PanoTree: Autonomous Photo-Spot Explorer in Virtual Reality Scenes
Tomohiro Hayase, Sacha Braun, Hikari Yanagawa, Itsuki Orito, Yuichi Hiroi
TL;DR
PanoTree tackles two key challenges in social VR: identifying photo-worthy viewpoints and efficiently exploring expansive 3D VR scenes. It introduces a deep photo-scoring network trained on millions of VR photographs and an Hierarchical Optimistic Optimization (HOO)–based explorer that splits the space into regions and biases exploration toward high-scoring areas. The approach achieves human-competitive scoring accuracy and outperforms random search in locating photo spots, while parallel rendering speeds up exploration by a factor of several.

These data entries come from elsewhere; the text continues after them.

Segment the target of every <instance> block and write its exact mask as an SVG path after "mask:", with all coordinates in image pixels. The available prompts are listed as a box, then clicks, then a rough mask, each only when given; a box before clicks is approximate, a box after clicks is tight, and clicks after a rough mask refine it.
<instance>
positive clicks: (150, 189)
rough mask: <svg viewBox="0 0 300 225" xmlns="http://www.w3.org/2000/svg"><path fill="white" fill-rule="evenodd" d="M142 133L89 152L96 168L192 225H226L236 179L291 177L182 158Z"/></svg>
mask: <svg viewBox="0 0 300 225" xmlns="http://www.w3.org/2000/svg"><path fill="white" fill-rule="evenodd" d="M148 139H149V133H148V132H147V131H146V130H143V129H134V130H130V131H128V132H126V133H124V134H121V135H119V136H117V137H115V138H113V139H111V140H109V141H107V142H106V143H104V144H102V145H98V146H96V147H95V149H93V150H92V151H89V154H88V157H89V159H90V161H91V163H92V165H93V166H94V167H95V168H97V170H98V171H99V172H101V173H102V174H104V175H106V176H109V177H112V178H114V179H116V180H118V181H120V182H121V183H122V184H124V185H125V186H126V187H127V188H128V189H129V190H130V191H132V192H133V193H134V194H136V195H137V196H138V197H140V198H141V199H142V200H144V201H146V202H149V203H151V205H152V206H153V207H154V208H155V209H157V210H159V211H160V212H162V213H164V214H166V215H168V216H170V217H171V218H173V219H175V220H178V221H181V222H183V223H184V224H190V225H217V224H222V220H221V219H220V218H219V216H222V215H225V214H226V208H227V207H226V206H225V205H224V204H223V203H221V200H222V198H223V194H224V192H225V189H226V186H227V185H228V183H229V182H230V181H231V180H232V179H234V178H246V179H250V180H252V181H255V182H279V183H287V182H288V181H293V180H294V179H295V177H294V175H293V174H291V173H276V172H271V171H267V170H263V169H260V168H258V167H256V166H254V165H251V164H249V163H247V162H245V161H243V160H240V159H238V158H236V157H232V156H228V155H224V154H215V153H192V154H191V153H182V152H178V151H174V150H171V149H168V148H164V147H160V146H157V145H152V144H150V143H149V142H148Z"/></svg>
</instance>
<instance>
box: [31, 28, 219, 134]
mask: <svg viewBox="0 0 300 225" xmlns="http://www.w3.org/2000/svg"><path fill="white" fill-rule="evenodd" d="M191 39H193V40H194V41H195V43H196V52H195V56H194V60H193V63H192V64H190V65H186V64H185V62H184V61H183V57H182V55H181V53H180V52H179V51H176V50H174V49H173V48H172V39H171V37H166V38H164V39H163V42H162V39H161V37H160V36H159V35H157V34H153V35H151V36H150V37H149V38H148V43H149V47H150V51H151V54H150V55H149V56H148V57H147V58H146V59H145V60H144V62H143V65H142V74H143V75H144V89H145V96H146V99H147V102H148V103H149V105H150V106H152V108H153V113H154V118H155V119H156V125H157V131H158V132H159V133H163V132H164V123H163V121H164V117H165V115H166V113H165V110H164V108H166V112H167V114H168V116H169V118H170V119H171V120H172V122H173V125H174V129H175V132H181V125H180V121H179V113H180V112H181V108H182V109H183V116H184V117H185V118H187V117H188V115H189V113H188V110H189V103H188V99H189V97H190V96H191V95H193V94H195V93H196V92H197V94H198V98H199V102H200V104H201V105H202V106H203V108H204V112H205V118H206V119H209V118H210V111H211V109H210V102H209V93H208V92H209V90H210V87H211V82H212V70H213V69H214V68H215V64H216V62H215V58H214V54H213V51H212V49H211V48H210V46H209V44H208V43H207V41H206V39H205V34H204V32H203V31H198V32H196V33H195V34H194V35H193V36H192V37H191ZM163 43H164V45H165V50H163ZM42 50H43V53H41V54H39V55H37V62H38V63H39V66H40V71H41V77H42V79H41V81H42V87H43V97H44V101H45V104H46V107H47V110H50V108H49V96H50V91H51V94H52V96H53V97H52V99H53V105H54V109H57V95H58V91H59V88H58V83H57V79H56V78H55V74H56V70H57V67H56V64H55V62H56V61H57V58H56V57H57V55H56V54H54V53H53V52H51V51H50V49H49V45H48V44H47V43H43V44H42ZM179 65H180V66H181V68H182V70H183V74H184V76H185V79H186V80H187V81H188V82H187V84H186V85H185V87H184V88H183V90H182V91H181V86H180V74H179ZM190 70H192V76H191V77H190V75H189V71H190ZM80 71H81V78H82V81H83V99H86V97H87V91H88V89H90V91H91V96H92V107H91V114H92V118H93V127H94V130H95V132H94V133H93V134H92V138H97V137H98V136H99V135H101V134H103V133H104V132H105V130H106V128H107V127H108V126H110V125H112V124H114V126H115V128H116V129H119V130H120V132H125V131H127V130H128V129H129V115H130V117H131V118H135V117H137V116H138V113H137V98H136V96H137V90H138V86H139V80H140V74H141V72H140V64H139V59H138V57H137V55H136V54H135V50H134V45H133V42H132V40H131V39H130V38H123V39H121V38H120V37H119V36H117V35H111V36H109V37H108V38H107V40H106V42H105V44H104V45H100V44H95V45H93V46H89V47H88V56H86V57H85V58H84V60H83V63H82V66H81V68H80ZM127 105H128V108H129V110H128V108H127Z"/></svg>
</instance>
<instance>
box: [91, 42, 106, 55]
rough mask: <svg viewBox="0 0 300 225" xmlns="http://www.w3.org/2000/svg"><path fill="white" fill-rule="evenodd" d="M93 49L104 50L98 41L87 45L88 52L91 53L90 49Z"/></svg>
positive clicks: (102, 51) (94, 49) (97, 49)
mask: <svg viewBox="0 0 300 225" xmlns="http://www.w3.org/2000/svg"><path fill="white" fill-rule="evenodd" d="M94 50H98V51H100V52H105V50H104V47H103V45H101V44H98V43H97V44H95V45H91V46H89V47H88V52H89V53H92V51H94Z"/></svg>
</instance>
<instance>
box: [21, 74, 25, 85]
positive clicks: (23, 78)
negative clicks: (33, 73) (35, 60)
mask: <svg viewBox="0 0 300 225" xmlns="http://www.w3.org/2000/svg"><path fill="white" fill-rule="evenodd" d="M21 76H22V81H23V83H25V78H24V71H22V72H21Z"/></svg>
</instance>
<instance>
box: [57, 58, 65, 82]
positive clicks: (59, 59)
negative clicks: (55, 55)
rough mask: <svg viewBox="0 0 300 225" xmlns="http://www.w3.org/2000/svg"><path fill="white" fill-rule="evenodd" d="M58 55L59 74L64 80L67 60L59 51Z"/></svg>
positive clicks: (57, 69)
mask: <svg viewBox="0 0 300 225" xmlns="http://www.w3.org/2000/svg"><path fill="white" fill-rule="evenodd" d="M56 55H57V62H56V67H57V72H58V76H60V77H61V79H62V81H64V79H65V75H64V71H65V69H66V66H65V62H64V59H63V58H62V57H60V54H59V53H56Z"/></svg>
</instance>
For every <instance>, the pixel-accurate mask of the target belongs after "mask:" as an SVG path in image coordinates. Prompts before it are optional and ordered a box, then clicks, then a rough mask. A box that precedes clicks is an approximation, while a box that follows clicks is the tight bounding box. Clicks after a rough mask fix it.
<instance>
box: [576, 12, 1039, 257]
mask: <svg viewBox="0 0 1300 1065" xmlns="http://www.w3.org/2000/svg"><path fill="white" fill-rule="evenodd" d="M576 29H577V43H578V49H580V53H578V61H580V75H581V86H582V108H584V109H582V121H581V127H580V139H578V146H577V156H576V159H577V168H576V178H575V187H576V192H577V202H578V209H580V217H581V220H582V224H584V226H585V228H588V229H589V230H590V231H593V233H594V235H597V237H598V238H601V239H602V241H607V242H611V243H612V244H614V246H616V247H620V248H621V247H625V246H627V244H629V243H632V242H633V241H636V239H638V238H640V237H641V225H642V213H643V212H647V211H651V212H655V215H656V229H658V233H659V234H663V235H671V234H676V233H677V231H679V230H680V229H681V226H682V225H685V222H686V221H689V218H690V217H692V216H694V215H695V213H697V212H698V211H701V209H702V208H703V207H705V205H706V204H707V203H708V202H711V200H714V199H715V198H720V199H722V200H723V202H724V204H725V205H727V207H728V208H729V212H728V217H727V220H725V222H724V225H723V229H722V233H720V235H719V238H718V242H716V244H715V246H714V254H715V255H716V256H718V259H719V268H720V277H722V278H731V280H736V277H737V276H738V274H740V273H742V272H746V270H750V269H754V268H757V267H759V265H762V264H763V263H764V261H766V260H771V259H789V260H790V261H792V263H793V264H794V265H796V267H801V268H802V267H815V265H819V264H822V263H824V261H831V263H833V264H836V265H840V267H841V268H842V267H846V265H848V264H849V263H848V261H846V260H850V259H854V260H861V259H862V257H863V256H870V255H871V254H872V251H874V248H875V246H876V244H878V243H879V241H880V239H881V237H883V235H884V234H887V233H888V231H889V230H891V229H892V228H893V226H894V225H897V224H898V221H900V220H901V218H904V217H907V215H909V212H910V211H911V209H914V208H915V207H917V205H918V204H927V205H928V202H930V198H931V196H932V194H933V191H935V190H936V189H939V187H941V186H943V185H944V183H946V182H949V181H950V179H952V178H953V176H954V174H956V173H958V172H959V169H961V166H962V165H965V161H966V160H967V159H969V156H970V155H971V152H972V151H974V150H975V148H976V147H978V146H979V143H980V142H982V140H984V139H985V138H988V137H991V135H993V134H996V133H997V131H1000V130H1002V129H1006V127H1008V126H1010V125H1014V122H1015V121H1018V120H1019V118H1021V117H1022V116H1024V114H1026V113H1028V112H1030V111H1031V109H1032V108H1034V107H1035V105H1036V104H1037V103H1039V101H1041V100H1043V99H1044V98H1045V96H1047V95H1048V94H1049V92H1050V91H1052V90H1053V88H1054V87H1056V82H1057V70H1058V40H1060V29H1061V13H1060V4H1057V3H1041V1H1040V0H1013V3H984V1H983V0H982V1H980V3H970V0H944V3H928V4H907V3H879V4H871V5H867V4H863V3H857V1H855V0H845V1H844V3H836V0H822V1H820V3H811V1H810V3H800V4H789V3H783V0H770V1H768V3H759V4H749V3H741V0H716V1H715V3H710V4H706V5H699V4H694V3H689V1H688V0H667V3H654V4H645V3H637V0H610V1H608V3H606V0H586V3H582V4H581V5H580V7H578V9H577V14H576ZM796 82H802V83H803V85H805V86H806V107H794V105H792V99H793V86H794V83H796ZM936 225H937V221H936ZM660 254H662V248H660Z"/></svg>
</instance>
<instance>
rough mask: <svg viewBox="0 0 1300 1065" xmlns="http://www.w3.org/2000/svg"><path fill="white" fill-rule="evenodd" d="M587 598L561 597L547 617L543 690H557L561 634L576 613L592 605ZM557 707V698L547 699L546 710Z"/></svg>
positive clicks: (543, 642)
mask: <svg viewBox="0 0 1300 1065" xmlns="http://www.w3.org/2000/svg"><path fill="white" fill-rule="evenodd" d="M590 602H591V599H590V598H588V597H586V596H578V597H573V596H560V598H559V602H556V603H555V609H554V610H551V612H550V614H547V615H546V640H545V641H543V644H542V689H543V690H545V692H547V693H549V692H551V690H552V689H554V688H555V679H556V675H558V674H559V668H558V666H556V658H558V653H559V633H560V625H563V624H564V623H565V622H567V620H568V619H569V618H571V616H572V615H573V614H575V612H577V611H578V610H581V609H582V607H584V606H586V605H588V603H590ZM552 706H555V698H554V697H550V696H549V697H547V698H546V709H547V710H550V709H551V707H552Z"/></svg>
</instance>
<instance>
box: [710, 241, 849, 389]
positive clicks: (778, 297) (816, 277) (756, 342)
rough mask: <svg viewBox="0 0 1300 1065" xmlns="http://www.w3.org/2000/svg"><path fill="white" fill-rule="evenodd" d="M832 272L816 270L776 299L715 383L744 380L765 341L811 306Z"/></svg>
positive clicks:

Practical applications include automatic thumbnail generation, VR world visualization, and visitor circulation planning, illustrating the value of large-scale VR behavioral data for scene design and user experience. The work also outlines limitations related to non-differentiable rendering and suggests directions toward differentiable rendering and learned policies to further improve efficiency and quality.
Abstract
Social VR platforms enable social, economic, and creative activities by allowing users to create and share their own virtual spaces. In social VR, photography within a VR scene is an important indicator of visitors' activities. Although automatic identification of photo spots within a VR scene can facilitate the process of creating a VR scene and enhance the visitor experience, there are challenges in quantitatively evaluating photos taken in the VR scene and efficiently exploring the large VR scene. We propose PanoTree, an automated photo-spot explorer in VR scenes. To assess the aesthetics of images captured in VR scenes, a deep scoring network is trained on a large dataset of photos collected by a social VR platform to determine whether humans are likely to take similar photos. Furthermore, we propose a Hierarchical Optimistic Optimization (HOO)-based search algorithm to efficiently explore 3D VR spaces with the reward from the scoring network. Our user study shows that the scoring network achieves human-level performance in distinguishing randomly taken images from those taken by humans. In addition, we show applications using the explored photo spots, such as automatic thumbnail generation, support for VR world creation, and visitor flow planning within a VR scene.